Bertrand Badie : Lorsque se sont construits les États-nations, à l’époque de la Renaissance et dans les deux siècles qui l’ont suivie, le principe fondamental qui a été posé était celui de la souveraineté des États ainsi constitués. Parce qu’ils étaient souverains, ils étaient en compétition perpétuelle. Cette compétition, précisément, impliquait une exacerbation de trois sentiments, ceux de puissance, de défiance et de fierté, qui ont amené logiquement à des affrontements périodiques entre les nouveaux États ainsi constitués.
Pire que cela ! Comme ces États étaient souverains, ils n’étaient sujets à aucune loi commune en cas de contentieux. Ils n’avaient donc pas d’autres moyens de les régler que faire usage de la force. Non seulement la guerre devenait fonctionnelle, ce qu’elle pouvait être auparavant et ailleurs, mais elle s’imposait comme le pivot irremplaçable des nouvelles relations internationales : la paix passait après dans le statut dérisoire de non-guerre qui ne l’a plus quittée !
Élucid : Quels avantages en ont tiré les États ?

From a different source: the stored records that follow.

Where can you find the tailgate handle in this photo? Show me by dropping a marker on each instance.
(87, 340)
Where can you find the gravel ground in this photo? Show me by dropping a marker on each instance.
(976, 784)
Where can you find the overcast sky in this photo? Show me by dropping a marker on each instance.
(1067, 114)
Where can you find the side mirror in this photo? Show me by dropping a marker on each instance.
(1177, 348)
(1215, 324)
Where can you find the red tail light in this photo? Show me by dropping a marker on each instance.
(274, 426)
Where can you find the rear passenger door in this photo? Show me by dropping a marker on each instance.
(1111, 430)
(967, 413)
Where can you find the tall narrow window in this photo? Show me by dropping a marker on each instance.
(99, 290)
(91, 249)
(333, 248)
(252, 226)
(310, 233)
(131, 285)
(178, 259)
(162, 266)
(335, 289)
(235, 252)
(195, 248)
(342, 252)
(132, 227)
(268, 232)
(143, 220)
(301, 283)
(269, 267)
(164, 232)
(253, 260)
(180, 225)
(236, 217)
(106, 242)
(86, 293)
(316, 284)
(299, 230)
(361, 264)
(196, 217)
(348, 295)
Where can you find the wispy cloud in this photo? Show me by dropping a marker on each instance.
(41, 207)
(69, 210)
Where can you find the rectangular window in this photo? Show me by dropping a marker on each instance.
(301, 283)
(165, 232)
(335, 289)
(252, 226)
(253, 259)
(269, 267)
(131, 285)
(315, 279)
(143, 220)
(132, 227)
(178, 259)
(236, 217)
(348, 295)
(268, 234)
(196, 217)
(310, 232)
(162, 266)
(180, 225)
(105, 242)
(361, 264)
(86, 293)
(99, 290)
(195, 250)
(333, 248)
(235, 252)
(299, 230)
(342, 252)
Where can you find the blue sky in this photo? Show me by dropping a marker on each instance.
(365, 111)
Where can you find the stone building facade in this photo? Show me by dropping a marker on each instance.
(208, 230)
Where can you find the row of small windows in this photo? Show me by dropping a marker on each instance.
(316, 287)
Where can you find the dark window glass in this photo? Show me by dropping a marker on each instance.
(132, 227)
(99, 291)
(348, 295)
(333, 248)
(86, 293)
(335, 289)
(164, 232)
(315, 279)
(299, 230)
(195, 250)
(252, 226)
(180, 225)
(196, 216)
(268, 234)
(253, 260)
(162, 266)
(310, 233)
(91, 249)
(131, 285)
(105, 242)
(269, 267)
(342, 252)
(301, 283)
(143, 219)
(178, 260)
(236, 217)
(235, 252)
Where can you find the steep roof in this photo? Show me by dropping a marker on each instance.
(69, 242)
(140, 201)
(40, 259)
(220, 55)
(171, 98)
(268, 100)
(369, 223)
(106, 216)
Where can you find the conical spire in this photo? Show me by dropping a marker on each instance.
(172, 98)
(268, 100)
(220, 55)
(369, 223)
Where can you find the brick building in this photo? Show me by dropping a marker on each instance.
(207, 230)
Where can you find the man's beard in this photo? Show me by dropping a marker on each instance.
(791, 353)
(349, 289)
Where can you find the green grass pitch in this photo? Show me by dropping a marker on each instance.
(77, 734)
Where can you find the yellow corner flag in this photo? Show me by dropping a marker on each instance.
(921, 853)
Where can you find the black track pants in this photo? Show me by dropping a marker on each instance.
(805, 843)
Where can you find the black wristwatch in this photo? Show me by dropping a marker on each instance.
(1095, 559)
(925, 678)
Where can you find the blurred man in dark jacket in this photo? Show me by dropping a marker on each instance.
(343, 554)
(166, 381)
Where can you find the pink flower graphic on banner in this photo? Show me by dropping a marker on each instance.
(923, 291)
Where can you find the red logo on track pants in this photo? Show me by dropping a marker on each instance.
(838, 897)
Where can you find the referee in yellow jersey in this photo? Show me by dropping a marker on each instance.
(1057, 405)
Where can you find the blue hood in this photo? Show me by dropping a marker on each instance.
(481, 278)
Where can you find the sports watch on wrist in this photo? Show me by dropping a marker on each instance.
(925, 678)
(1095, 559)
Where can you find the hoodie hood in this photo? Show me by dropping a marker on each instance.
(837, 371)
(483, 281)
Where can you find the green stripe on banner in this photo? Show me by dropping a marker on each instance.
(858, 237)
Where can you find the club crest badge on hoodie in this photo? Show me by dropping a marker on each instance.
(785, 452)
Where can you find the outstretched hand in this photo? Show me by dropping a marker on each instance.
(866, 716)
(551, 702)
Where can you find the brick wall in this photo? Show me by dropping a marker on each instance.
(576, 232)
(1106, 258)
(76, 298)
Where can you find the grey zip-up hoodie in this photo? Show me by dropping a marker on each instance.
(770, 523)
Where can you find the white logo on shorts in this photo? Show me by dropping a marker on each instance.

Bertrand Badie : La guerre permettait en même temps de réguler les rapports entre États et de renforcer et d’institutionnaliser ceux-ci. Dès le XVIe siècle, ils en ont tiré énormément d’avantages. Elle leur a permis de lever l’impôt et de se doter d’une bureaucratie importante. Elle leur a aussi permis d’avoir une armée devenue comme le socle, plus ou moins discipliné, du pouvoir politique et, ensuite, de contrôler et mobiliser la population. De plus, le vainqueur de la guerre pouvait augmenter son territoire et conquérir encore de nouveaux avantages et de nouvelles ressources ! La guerre s’est donc véritablement mariée avec le pouvoir politique.